Berdasarkan data Kementerian Lingkungan Hidup dan Kehutanan (KLHK), sekitar 60% Tempat Pembuangan Akhir (TPA) di Indonesia masih menggunakan sistem open dumping (KLHK, 2023). TPA Leuwigajah di Cimahi, misalnya, pernah mengalami longsor pada 2005 yang menewaskan lebih dari 150 orang.

Sementara itu, TPA seperti TPA Benowo di Surabaya sudah mulai beralih ke sanitary landfill dan bahkan memanfaatkan gas metana untuk pembangkit listrik tenaga sampah (PLTSa).

Negara Maju:

Negara-negara maju seperti Jepang, Jerman, dan Belanda sudah meninggalkan sistem open dumping sejak lama. Jepang hanya menyisakan kurang dari 10% sampah yang ditimbun setelah proses daur ulang dan insinerasi. Landfill yang tersisa pun dikelola dengan sistem sanitary yang sangat ketat.

7. Tantangan Implementasi di Indonesia

Meskipun sanitary landfill adalah solusi ideal, penerapannya di Indonesia menghadapi berbagai tantangan:

  • Keterbatasan anggaran pemerintah daerah.
  • Kurangnya lahan yang sesuai secara teknis dan sosial.
  • Kurangnya kesadaran masyarakat dan pemilahan sampah dari rumah.
  • Keterbatasan tenaga ahli dan teknologi.

Untuk mengatasi hal ini, pemerintah perlu:

  • Meningkatkan kapasitas teknis dan anggaran daerah.
  • Mengedukasi masyarakat tentang pentingnya pemilahan dan pengurangan sampah.
  • Mendorong kolaborasi dengan sektor swasta melalui skema Public Private Partnership (PPP).

8. Kesimpulan

Sanitary landfill adalah metode pembuangan sampah yang lebih aman dan berkelanjutan dibanding open dumping. Meski biaya awalnya lebih tinggi, sanitary landfill memberikan dampak positif terhadap lingkungan dan kesehatan jangka panjang. Sebaliknya, open dumping hanya memberikan solusi sementara yang menimbulkan kerugian besar bagi generasi mendatang.

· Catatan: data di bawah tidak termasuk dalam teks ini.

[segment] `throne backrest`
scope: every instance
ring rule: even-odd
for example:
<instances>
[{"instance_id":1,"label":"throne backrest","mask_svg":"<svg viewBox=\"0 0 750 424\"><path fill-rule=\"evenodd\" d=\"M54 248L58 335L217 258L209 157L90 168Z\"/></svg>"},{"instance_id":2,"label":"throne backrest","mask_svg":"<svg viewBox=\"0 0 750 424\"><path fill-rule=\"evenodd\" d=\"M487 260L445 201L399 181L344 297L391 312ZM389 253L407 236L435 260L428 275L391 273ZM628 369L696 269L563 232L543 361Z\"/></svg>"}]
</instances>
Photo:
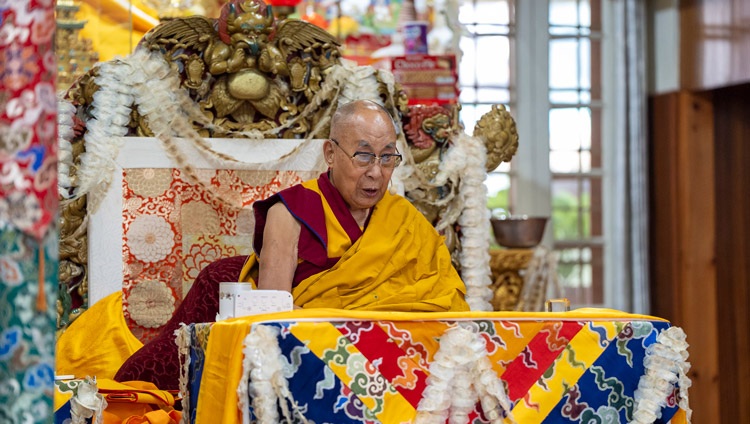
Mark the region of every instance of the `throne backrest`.
<instances>
[{"instance_id":1,"label":"throne backrest","mask_svg":"<svg viewBox=\"0 0 750 424\"><path fill-rule=\"evenodd\" d=\"M143 339L167 322L204 266L251 253L255 200L325 169L323 140L207 141L238 162L196 152L187 158L191 177L156 138L128 137L89 214L89 304L123 291L125 317Z\"/></svg>"}]
</instances>

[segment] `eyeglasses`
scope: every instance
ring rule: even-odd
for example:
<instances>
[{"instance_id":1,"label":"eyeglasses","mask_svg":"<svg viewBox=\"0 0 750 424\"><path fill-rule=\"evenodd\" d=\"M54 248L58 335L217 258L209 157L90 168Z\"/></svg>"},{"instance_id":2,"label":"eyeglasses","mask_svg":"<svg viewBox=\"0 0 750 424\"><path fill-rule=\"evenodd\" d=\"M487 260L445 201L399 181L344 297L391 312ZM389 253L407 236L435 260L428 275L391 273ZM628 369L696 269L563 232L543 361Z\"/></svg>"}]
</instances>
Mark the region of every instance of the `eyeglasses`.
<instances>
[{"instance_id":1,"label":"eyeglasses","mask_svg":"<svg viewBox=\"0 0 750 424\"><path fill-rule=\"evenodd\" d=\"M397 167L398 164L401 163L402 157L398 153L383 153L378 156L375 153L370 152L354 152L353 155L350 155L343 147L341 147L338 141L334 139L331 139L331 141L333 141L333 144L338 146L342 152L352 159L352 163L355 166L360 168L367 168L374 165L375 162L379 162L381 168L391 169Z\"/></svg>"}]
</instances>

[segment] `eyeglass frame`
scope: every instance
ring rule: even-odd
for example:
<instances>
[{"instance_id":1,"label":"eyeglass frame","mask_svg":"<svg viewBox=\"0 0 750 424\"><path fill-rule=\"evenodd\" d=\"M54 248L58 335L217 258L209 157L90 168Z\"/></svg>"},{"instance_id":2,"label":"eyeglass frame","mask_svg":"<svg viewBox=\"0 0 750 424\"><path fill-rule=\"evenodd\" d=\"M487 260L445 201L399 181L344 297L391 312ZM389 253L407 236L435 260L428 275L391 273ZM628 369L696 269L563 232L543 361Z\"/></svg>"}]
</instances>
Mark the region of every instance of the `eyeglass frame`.
<instances>
[{"instance_id":1,"label":"eyeglass frame","mask_svg":"<svg viewBox=\"0 0 750 424\"><path fill-rule=\"evenodd\" d=\"M344 154L347 155L349 157L349 159L352 160L352 164L354 164L354 166L356 166L358 168L369 168L369 167L375 165L375 163L377 163L378 165L380 165L381 168L384 168L384 169L395 169L404 160L404 157L401 156L401 153L398 152L398 149L396 149L396 153L383 153L382 155L376 155L375 153L372 153L372 152L362 152L362 151L355 151L353 154L350 155L349 152L347 152L346 150L344 150L343 147L341 147L341 145L339 144L339 142L336 139L329 138L329 140L332 141L333 144L335 144L339 149L341 149L341 151L344 152ZM361 162L359 159L357 159L358 155L359 156L369 157L370 158L369 159L369 163L365 164L364 162ZM383 165L383 158L384 157L385 158L389 158L389 157L393 158L393 160L395 161L395 163L393 164L392 167L388 166L388 165Z\"/></svg>"}]
</instances>

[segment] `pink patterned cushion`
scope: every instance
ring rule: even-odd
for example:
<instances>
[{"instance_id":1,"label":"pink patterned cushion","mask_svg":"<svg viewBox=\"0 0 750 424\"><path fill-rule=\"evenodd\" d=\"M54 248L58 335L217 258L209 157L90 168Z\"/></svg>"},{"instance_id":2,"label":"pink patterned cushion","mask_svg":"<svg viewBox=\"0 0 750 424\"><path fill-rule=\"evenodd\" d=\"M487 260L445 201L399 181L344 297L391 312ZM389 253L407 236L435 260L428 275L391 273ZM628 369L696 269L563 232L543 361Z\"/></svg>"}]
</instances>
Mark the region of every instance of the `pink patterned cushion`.
<instances>
[{"instance_id":1,"label":"pink patterned cushion","mask_svg":"<svg viewBox=\"0 0 750 424\"><path fill-rule=\"evenodd\" d=\"M219 312L219 283L237 281L247 256L219 259L198 274L182 304L159 335L120 367L117 381L142 380L163 390L178 390L180 362L174 332L180 323L213 322Z\"/></svg>"}]
</instances>

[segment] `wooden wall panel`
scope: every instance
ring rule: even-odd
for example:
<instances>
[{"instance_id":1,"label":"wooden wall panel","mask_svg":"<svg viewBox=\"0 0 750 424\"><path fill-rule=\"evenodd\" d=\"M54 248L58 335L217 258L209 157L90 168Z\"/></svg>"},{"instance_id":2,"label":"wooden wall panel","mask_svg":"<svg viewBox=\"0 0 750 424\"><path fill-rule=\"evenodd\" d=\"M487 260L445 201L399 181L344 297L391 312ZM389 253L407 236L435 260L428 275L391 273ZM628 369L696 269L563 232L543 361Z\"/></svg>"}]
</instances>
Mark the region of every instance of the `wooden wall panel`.
<instances>
[{"instance_id":1,"label":"wooden wall panel","mask_svg":"<svg viewBox=\"0 0 750 424\"><path fill-rule=\"evenodd\" d=\"M750 1L680 1L680 87L750 82Z\"/></svg>"},{"instance_id":2,"label":"wooden wall panel","mask_svg":"<svg viewBox=\"0 0 750 424\"><path fill-rule=\"evenodd\" d=\"M750 85L713 99L722 423L750 423Z\"/></svg>"},{"instance_id":3,"label":"wooden wall panel","mask_svg":"<svg viewBox=\"0 0 750 424\"><path fill-rule=\"evenodd\" d=\"M652 106L652 313L688 335L693 422L719 423L711 98L672 93Z\"/></svg>"}]
</instances>

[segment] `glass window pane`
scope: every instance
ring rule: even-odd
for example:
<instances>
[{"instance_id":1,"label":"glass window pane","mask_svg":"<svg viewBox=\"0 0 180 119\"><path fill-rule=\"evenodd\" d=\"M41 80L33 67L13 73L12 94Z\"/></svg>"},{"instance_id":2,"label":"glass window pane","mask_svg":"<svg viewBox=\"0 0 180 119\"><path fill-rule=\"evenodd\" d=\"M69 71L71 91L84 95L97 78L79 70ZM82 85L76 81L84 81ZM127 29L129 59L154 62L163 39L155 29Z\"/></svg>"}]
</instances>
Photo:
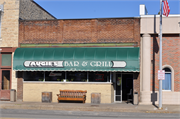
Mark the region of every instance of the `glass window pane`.
<instances>
[{"instance_id":1,"label":"glass window pane","mask_svg":"<svg viewBox=\"0 0 180 119\"><path fill-rule=\"evenodd\" d=\"M9 90L10 89L10 71L3 70L2 71L2 90Z\"/></svg>"},{"instance_id":2,"label":"glass window pane","mask_svg":"<svg viewBox=\"0 0 180 119\"><path fill-rule=\"evenodd\" d=\"M116 101L121 101L121 96L116 96Z\"/></svg>"},{"instance_id":3,"label":"glass window pane","mask_svg":"<svg viewBox=\"0 0 180 119\"><path fill-rule=\"evenodd\" d=\"M25 71L23 73L24 81L43 81L44 72L43 71Z\"/></svg>"},{"instance_id":4,"label":"glass window pane","mask_svg":"<svg viewBox=\"0 0 180 119\"><path fill-rule=\"evenodd\" d=\"M11 54L2 54L2 66L11 66Z\"/></svg>"}]
</instances>

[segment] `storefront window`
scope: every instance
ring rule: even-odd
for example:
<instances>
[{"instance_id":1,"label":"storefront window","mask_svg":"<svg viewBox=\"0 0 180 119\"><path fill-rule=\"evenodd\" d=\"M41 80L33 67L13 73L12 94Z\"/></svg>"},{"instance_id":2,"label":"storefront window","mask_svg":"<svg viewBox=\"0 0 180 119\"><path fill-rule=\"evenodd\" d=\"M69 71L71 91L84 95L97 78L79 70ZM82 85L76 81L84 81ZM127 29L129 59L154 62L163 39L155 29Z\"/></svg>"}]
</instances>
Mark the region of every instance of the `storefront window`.
<instances>
[{"instance_id":1,"label":"storefront window","mask_svg":"<svg viewBox=\"0 0 180 119\"><path fill-rule=\"evenodd\" d=\"M67 72L68 82L87 82L87 72Z\"/></svg>"},{"instance_id":2,"label":"storefront window","mask_svg":"<svg viewBox=\"0 0 180 119\"><path fill-rule=\"evenodd\" d=\"M45 81L63 81L65 79L65 72L47 71L45 72Z\"/></svg>"},{"instance_id":3,"label":"storefront window","mask_svg":"<svg viewBox=\"0 0 180 119\"><path fill-rule=\"evenodd\" d=\"M11 54L2 54L2 66L11 66Z\"/></svg>"},{"instance_id":4,"label":"storefront window","mask_svg":"<svg viewBox=\"0 0 180 119\"><path fill-rule=\"evenodd\" d=\"M109 78L108 72L89 72L89 82L107 82Z\"/></svg>"},{"instance_id":5,"label":"storefront window","mask_svg":"<svg viewBox=\"0 0 180 119\"><path fill-rule=\"evenodd\" d=\"M66 76L65 76L66 75ZM66 78L65 78L66 77ZM108 72L26 71L24 81L109 82Z\"/></svg>"},{"instance_id":6,"label":"storefront window","mask_svg":"<svg viewBox=\"0 0 180 119\"><path fill-rule=\"evenodd\" d=\"M25 71L24 81L44 81L43 71Z\"/></svg>"}]
</instances>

Indonesia perlu segera beralih dari open dumping menuju sistem sanitary landfill secara bertahap, sembari meningkatkan kesadaran masyarakat, membangun fasilitas daur ulang, dan mengembangkan ekonomi sirkular.

Daftar Pustaka

  1. Kementerian Lingkungan Hidup dan Kehutanan (KLHK). (2023). Status Pengelolaan Sampah di Indonesia. https://sipsn.menlhk.go.id/
  2. UNEP (United Nations Environment Programme). (2019). Waste Management Outlook for Asia and the Pacific.
  3. World Bank. (2022). What a Waste 2.0: A Global Snapshot of Solid Waste Management to 2050.
  4. Republika.co.id. (2023). “Sanitary Landfill, Solusi Jangka Panjang Pengelolaan Sampah di Indonesia.”
  5. Kompas. (2020). “Benowo, PLTSa Pertama di Indonesia yang Gunakan Gas Metana Sampah.”